Made in Canada Review

"PORTERS PROGRESS"
From the anthology Space Inc.
edited by Julie E. Czerneda
Publication July 1st, 2003
DAW Books Inc.
ISBN : 0-7564-0147-X
Mass Market Paperback
Cover art by Jean-Pierre Normand


Reviewed by Pat Forde

The opening of Brian Aldiss’s magnificent overview of the SF field, TRILLION YEAR SPREE, compresses all of human history down to a few short paragraphs. And when this compressed history reaches the modern era, Aldiss offers us a classic, climactic technology as a symbol of our present stage--but it’s not the computer, the Internet, the TV, or even the nuclear bomb. Instead, we see an inexorable, unstoppable engine of progress, a metaphorical beast to carry us all relentlessly forward into the future:

"You are standing on a vast plain. Something appears on the horizon . . . A small brown city with mud walls. A pyramid encrusted with bronze. A ziggurat.

"The monstrous structures loom up and pass, throwing their shadows briefly over the plain. Monuments to life, to death, to conquest. And to piety--the Gothic Cathedrals of Europe drift past.

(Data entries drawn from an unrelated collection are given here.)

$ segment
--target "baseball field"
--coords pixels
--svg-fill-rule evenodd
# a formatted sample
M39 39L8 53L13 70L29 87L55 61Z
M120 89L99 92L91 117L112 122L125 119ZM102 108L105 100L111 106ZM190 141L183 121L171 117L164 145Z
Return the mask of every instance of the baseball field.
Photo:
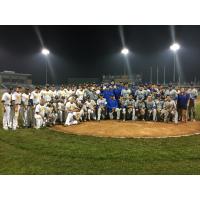
M200 135L111 138L0 128L0 163L0 174L200 174Z

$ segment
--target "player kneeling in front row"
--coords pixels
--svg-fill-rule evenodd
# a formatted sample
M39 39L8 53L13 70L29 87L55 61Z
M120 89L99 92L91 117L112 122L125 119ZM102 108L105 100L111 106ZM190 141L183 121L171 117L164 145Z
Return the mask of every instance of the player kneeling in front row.
M144 120L145 117L145 103L142 97L139 97L135 103L135 111L138 119Z
M2 96L1 102L3 103L3 129L8 130L12 128L11 120L11 99L12 99L12 88L5 92Z
M152 97L149 95L145 101L146 103L146 119L156 121L156 105L152 100Z
M135 121L135 99L133 95L129 95L126 99L126 110L127 110L127 119L132 119Z
M67 118L65 121L66 126L70 126L73 124L78 124L80 119L80 110L78 106L75 104L74 98L70 97L69 101L65 105L65 110L67 112Z
M167 95L166 100L163 105L163 110L161 112L164 115L164 122L169 122L172 120L176 124L178 123L178 112L176 110L176 103Z
M87 99L85 102L86 110L87 110L87 119L90 121L91 119L96 120L96 103L94 100L91 100L90 98Z
M111 96L110 99L108 100L107 108L110 119L114 118L113 115L117 115L117 120L120 119L120 108L114 95Z
M162 110L163 110L164 100L161 98L160 94L157 95L155 104L156 104L156 120L158 122L163 121Z
M120 106L120 110L122 112L122 118L123 118L123 121L126 121L126 98L121 96L120 99L119 99L119 106Z
M103 95L99 96L97 100L97 120L100 121L101 118L105 119L106 116L106 105L107 101L103 98Z
M44 99L41 99L40 104L35 107L35 128L39 129L46 125L45 118L46 106Z
M57 114L56 107L54 106L53 102L49 102L46 105L45 117L46 117L46 125L47 126L53 126L56 124L58 114Z

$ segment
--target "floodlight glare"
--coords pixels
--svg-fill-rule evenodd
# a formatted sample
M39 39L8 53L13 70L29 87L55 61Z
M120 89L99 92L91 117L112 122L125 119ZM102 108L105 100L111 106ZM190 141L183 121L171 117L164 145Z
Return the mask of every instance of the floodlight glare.
M170 49L174 52L178 51L180 49L180 45L178 43L174 43L170 46Z
M121 53L127 55L129 53L129 50L127 48L123 48Z
M49 55L49 50L48 49L42 49L42 54L43 55L45 55L45 56L47 56L47 55Z

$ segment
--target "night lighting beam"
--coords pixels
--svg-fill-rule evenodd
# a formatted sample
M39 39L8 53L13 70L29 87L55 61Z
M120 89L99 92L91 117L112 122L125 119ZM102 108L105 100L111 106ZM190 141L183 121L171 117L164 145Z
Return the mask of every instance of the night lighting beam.
M45 56L48 56L50 53L50 51L46 48L42 49L42 54L45 55Z
M174 72L173 72L173 82L176 81L176 52L180 49L178 43L174 43L170 46L170 50L174 53Z
M121 50L121 53L124 54L125 56L129 53L129 50L127 48L123 48Z
M48 49L46 49L46 48L43 48L42 51L41 51L41 53L42 53L45 57L47 57L47 56L50 54L50 51L49 51ZM48 60L46 59L46 84L47 84L47 82L48 82L47 70L48 70Z
M178 43L174 43L170 46L170 50L176 52L180 49L180 45Z

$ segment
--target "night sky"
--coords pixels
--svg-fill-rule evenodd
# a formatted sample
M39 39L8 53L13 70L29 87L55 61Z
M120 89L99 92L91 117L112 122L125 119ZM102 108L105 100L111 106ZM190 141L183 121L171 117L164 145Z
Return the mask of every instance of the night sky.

"Tombs, towers, universities.

"Something else, moving with great noise and gasps of smoke. Nearer and nearer it comes, at first labouring, a cumbersome shape with a high smoke stack. Refining itself as it approaches, writhing through metal metamorphoses. Now it is sleek and streamlined, rushing forth on metal rails, its carriages trailing snake-like behind it. As it hurtles by, there is a hint in its mutating shape of the rocket ship that lies in its future.

"Why is this machine different from all other shapes, as it roars out of the Industrial Revolution towards us?

"Because it has the power to move itself. Because it is the first thing on land ever to move faster than a cheetah, a stag, a galloping horse.

"Because it brings us into a world of timetables, where we have to conform to a thing’s convenience, not it to ours."

Ah, the train! That indomitable, dominant technology of the eighteenth and nineteenth centuries--the centuries that gave birth to the SF field . . .

In "Porter’s Progress," Toronto writer Isaac Szpindel takes Aldiss’s metaphor one step further by transforming the train into the spaceship. Szpindel’s story is a fusion of periods and styles, a cross between the Jules Vernean Victorian and the Julie Czernedan space operatic.

And it’s impressively written. The opening of "Porter’s Progress" lets you know you’re in the hands of a short-story writer who knows his craft so well he’s able to offer masterful economies of technique.

For instance: Good stories open in the middle of the action, and if the writer does things ideally, the reader quickly gets a sense that the characters introduced in the opening have a life that extends back before the opening events of the story.

Well, "Porter’s Progress" takes this ideal to the next level. The story doesn’t bother to start with a life-or-death situation; it starts with a death situation, plain and simple--the most potent of opening hooks. Our protagonist, Peter (the space-rail porter of the story’s title), knows he’s about to die, knows there is no escaping the momentum of events urging him on to death.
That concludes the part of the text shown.